Background: Sequence variants located at 15q25 have been associated with lung cancer and propensity to smoke. We recently reported an association between rs16969968 and risk of upper aerodigestive tract (UADT) cancers (oral cavity, oropharynx, hypopharynx, larynx, and esophagus) in women (OR = 1.24, P = 0.003) with little effect in men (OR = 1.04, P = 0.35).

Methods: In a coordinated genotyping study within the International Head and Neck Cancer Epidemiology (INHANCE) consortium, we have sought to replicate these findings in an additional 4,604 cases and 6,239 controls from 10 independent UADT cancer case–control studies.

Results: rs16969968 was again associated with UADT cancers in women (OR = 1.21, 95% CI = 1.08–1.36, P = 0.001) and a similar lack of observed effect in men [OR = 1.02, 95% CI = 0.95–1.09, P = 0.66; P-heterogeneity (Phet) = 0.01]. In a pooled analysis of the original and current studies, totaling 8,572 UADT cancer cases and 11,558 controls, the association was observed among females (OR = 1.22, 95% CI = 1.12–1.34, P = 7 × 10−6) but not males (OR = 1.02, 95% CI = 0.97–1.08, P = 0.35; Phet = 6 × 10−4). There was little evidence for a sex

difference in the association between this variant and cigarettes smoked per day, with male and female rs16969968 variant carriers smoking approximately the same amount more in the 11,991 ever smokers in the pooled analysis of the 14 studies (Phet = 0.86).

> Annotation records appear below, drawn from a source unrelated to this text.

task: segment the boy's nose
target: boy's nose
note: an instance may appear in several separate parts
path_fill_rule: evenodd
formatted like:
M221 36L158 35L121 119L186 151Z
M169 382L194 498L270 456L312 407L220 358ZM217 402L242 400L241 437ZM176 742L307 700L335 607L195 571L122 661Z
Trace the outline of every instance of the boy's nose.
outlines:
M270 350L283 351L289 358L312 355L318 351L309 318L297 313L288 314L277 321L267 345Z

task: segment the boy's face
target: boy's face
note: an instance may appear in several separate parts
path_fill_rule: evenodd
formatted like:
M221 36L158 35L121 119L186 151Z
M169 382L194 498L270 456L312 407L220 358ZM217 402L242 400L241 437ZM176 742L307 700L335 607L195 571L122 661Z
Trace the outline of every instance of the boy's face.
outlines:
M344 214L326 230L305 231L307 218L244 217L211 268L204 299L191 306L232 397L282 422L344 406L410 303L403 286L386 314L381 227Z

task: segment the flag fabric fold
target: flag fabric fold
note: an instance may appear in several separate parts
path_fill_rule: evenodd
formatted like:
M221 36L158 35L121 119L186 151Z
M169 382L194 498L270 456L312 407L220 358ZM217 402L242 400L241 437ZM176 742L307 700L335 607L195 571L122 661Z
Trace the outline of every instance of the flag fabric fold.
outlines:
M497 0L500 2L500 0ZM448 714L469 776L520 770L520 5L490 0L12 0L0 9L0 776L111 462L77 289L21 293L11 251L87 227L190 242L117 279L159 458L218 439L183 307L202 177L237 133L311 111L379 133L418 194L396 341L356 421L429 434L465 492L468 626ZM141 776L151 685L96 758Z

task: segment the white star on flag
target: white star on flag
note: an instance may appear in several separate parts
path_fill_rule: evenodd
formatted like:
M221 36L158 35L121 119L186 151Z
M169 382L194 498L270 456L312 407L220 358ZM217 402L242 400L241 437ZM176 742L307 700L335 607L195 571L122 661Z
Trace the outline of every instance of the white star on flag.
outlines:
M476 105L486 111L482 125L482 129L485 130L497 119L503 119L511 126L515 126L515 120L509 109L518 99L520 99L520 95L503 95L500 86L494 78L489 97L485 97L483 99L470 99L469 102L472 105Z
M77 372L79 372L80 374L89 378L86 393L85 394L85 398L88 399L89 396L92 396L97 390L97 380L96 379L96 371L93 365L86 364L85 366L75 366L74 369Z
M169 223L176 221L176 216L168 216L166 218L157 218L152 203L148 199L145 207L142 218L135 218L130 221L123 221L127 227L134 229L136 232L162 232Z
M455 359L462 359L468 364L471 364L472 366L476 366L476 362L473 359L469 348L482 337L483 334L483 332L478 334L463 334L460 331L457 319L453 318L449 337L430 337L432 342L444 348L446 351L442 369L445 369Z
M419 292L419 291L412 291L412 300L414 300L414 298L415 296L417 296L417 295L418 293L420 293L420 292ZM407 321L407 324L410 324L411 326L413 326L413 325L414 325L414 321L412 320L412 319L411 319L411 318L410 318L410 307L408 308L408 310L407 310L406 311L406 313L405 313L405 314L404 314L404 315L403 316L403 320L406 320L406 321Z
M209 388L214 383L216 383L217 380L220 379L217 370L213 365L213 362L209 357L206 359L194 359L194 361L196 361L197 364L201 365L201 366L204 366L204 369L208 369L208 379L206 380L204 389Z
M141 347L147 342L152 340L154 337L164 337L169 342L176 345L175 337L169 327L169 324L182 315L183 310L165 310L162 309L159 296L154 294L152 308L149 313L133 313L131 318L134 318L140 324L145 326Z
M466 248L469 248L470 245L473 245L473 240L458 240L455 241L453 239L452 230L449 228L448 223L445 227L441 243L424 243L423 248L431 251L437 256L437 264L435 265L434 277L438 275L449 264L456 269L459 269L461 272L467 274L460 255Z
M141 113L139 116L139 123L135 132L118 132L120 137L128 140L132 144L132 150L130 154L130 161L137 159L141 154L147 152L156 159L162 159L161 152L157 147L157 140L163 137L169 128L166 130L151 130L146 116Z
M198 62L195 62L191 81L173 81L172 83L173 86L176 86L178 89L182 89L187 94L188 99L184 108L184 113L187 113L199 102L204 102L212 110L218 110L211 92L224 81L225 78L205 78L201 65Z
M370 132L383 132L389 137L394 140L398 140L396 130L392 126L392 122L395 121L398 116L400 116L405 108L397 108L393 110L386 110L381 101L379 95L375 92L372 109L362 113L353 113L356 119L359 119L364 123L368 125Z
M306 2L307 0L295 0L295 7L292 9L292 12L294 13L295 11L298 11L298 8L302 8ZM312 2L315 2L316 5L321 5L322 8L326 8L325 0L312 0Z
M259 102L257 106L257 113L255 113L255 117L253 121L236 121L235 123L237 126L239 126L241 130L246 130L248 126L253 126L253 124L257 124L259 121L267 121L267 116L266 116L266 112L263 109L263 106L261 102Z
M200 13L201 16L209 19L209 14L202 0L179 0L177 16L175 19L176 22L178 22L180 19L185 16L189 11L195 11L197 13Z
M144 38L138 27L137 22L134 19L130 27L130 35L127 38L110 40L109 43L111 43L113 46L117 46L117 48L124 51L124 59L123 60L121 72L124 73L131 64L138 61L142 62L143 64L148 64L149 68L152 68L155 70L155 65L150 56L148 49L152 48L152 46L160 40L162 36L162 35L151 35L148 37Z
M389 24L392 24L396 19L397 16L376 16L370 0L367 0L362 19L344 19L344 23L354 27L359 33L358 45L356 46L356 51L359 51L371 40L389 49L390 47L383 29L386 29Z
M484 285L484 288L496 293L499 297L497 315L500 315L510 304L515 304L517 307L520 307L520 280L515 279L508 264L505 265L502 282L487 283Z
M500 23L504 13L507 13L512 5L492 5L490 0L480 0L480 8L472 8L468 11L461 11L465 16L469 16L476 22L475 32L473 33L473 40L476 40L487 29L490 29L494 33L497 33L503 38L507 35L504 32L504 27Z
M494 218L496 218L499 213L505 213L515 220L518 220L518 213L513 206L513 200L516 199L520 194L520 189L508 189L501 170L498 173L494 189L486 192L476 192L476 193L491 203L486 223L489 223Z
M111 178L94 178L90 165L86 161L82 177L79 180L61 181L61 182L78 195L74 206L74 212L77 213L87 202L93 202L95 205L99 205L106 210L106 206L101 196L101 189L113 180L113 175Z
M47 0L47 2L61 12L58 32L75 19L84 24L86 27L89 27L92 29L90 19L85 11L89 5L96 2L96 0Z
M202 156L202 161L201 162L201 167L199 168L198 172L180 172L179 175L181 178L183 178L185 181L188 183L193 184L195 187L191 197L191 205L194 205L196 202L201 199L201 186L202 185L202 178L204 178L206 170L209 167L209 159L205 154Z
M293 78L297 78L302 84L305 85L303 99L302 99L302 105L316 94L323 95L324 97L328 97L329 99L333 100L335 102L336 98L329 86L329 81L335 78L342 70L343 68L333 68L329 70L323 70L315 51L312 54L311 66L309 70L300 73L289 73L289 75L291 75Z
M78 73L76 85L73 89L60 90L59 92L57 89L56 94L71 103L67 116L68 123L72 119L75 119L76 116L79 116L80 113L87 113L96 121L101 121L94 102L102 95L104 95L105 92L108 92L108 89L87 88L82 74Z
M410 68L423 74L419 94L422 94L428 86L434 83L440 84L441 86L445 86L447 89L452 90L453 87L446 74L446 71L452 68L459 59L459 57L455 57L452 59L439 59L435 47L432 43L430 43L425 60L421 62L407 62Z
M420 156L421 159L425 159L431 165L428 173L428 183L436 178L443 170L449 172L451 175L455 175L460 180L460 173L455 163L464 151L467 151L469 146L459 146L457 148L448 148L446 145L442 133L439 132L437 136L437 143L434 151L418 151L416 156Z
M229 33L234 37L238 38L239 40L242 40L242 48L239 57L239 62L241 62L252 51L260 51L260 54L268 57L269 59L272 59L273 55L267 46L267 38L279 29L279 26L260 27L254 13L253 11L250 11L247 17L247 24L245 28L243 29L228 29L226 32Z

Conclusions: This study has confirmed a sex difference in the association between the 15q25 variant rs16969968 and UADT cancers.

Impact: Further research is warranted to elucidate the mechanisms underlying these observations. Cancer Epidemiol Biomarkers Prev; 20(4); 658–64. ©2011 AACR.

Exposure to alcohol and tobacco are the major risk factors for upper aerodigestive tract (UADT) cancers (cancers of the oral cavity, oropharynx, hypopharynx, larynx, and esophagus) in Europe and America (1).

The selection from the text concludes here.